If you know deer hunters and food-plot managers across the nation, you might have heard them complain how deer never touched their brassica fields the first year they planted them. That’s not uncommon. A few reasons could account for that.

Maybe soybeans in your area stay green into the middle portions of your archery season. Low deer densities can play a role, too. In areas such as northern Wisconsin and Minnesota, where deer herds have declined drastically in the past decade, food plots such as brassicas might not be much of a draw simply because of herd numbers.

There also seems to be a generational feeding aspect to certain forages like brassicas. A doe family group raising fawns on brassica food plots might play a role in the future success of your brassica plantings. If you can get a group of deer attracted to your plot, you’re probably set.

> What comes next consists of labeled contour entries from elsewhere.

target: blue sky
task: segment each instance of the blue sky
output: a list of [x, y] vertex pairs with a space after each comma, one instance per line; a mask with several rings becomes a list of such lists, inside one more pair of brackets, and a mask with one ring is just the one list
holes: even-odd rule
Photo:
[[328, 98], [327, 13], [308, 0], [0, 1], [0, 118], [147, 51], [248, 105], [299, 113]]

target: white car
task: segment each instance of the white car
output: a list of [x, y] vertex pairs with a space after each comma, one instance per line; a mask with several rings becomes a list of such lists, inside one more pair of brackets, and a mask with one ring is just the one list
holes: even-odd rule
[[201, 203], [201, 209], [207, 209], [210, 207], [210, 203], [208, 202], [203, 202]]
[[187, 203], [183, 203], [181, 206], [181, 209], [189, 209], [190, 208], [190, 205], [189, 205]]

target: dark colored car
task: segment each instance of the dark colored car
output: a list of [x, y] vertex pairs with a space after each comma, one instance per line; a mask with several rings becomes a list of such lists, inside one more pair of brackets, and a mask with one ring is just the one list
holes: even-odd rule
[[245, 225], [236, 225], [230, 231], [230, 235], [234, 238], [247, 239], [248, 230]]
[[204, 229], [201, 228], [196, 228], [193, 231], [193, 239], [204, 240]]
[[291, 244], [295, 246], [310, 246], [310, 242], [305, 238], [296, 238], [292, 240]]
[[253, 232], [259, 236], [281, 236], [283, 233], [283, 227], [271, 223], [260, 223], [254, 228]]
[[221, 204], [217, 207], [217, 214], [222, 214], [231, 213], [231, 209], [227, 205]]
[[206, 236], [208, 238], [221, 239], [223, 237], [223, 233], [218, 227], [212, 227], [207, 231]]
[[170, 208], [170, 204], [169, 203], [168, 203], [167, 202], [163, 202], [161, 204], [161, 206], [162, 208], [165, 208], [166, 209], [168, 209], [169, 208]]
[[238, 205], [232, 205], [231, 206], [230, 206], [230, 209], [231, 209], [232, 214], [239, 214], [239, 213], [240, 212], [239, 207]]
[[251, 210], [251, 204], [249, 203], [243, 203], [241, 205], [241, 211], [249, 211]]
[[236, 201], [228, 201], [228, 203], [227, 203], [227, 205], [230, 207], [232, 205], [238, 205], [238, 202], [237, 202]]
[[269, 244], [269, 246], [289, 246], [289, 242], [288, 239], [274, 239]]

Here's a highly nutritious half-eaten bulb. Image by Will Brantley

5. Feed the Beast

Brassica plants require a good dose of nitrogen. With today’s fertilizer prices, you would be wise to complete a $15 soil test to know precisely how much lime and fertilizer you need.

Remember, a high percentage of fertilizer cannot be used by plants if the pH of your soil isn’t right. If you’re crunched for time, apply a few bags of 19-19-19 a week or so after planting. Come back in another two weeks and spread a bag of pure urea (46-0-0). This will give your food plot a boost headed into fall.